Toronto Centre has one of the most ethnically and economically diverse populations in the country, from the Victorian townhouses of Cabbagetown and the mansions of Rosedale to the public housing of Regent Park and the soaring apartment towers of St. Jamestown, home to wave after wave of new immigrants.

The riding, with almost 115,000 people, also includes upscale Moore Park, the downtown shopping core, highrise condominiums along Yonge St. down to Lake Ontario, the still-being-reclaimed Distillery District, the gay village and even the Ontario legislature itself.

Liberal candidate Glen Murray, 52, the former mayor of Winnipeg, is talked about as a potential cabinet minister, and has inherited the well organized riding association from former deputy premier George Smitherman, now a candidate for mayor of Toronto.

Murray, who says he "fell in love with a guy from Toronto," plays down the fact he's only lived in the city for about five years.

"Half the people in this community weren't born here," he said. "The very success of Toronto is that it is a magnet for people."

In addition to volunteering for Toronto's first gay street patrol in the 1980s and heading the Canadian Urban Institute, Murray -- Canada's first openly gay mayor -- has also been campaigning for affordable housing, advocating a "key in every pocket" so people have somewhere safe to go off the streets.

"If you don't have a safe home, it's hard to have dignity, it's hard to have a job, it's hard to participate in society," he said.

For NDP candidate Cathy Crowe, a well-known street nurse who spent decades tending to the poor and homeless, it was the wasteful spending and inadequate social funding of the Liberals that pushed her to run in the byelection.

Crowe, who has a daughter and two grandchildren, formed the Toronto Disaster Relief Committee, which declared homelessness a national disaster 11 years ago, thinking social injustice had reached a low-point under then premier Mike Harris. But things got even worse under the Liberals, said Crowe.

"There are a lot of emergencies in the riding that built up over the last year in the recession, and it just became apparent to me that a lot of those issues were worsened during the Liberal McGuinty government," she said. "Some of them have been created by the previous government, but they have been severely worsened."

Progressive Conservative candidate Pam Taylor, a lawyer with her own practice, is running in Toronto Centre for the second time, having finished a distant second to Smitherman in 2007. Taylor said she's essentially been campaigning non-stop since then, and jokingly describes herself as the politician who hasn't gone away.
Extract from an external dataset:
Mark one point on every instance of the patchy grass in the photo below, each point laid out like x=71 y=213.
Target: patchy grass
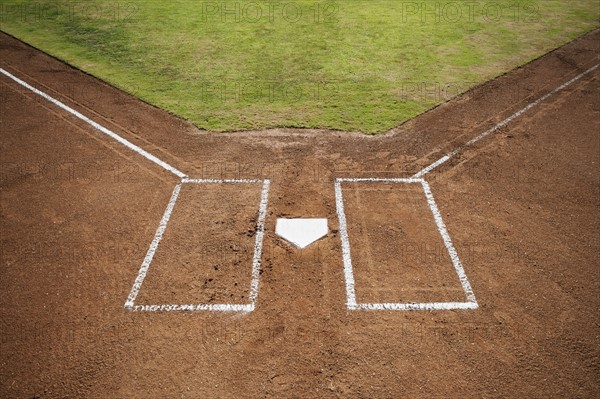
x=365 y=65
"There were a lot of people here who've been left behind by the McGuinty government," said Taylor. "The recession has hit a lot of people here very hard and I spent a lot of time working with them, and I'd like to take that further to government so I can actually help in a way that I'm not able to do as an individual."
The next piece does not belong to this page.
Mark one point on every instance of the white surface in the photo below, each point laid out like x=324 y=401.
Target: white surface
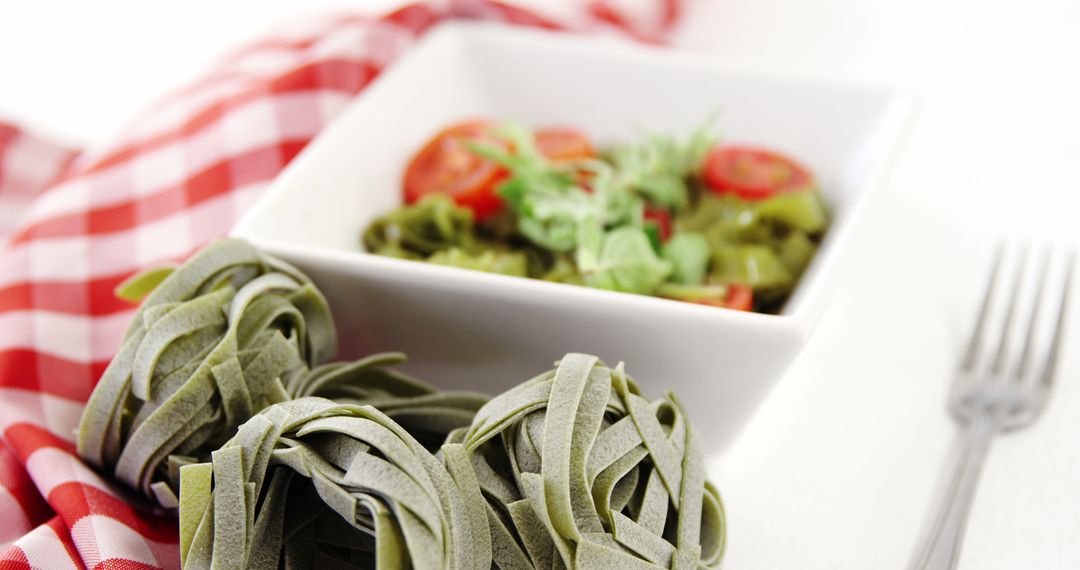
x=348 y=177
x=838 y=467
Taylor has reduced her legal practice to allow her to also focus on community activism, working with lower income residents and immigrants in St. Jamestown. The pending HST has made the Liberals less popular with voters, she said.

"The prospect of adding eight per cent to all of the services that are consumed is, to most people, something that's quite frightening," said Taylor.
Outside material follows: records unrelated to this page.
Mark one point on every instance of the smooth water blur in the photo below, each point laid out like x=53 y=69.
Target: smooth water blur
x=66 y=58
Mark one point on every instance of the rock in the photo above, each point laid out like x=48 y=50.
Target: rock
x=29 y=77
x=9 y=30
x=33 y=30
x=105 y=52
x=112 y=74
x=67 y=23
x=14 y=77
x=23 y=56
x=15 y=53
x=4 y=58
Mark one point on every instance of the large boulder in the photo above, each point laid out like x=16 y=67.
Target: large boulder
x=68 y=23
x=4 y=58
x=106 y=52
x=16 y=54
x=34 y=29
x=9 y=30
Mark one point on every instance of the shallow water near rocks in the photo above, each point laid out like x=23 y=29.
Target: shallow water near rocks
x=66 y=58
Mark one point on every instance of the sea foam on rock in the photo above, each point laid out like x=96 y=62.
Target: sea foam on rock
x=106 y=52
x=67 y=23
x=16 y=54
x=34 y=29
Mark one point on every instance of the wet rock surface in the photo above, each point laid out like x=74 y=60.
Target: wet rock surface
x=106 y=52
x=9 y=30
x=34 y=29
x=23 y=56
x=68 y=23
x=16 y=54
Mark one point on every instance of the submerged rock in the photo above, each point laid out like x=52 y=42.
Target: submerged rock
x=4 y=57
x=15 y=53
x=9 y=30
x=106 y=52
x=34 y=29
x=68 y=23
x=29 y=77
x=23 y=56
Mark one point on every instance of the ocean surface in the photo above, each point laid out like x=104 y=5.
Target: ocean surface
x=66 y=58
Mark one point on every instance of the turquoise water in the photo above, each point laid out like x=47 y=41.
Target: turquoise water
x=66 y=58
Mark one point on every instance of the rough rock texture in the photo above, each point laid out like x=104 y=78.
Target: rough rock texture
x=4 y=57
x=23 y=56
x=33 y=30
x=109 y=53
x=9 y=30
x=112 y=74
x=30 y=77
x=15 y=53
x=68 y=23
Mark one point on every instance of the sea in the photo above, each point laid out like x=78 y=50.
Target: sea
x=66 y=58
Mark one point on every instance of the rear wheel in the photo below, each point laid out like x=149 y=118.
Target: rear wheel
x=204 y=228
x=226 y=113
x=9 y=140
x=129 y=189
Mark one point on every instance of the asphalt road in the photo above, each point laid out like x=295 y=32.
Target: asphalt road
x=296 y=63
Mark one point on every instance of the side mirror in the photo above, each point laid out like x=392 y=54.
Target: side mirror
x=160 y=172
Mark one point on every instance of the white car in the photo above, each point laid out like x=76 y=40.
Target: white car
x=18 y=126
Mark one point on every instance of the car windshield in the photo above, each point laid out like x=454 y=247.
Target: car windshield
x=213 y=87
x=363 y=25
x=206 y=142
Taylor, who is married with two sons in their early 20s, calls Murray a "parachute" candidate, and said she's willing to stack her community service in the riding up against Crowe's work with the homeless.

Stefan Premdas, 32, described as a job creation and employment specialist, is running in Toronto Centre for the Green Party of Ontario, which does not have any seats in the legislature. Premdas immigrated to Canada as a young boy from Trinidad and Tobago and previously worked at the South Riverdale Community Health Centre.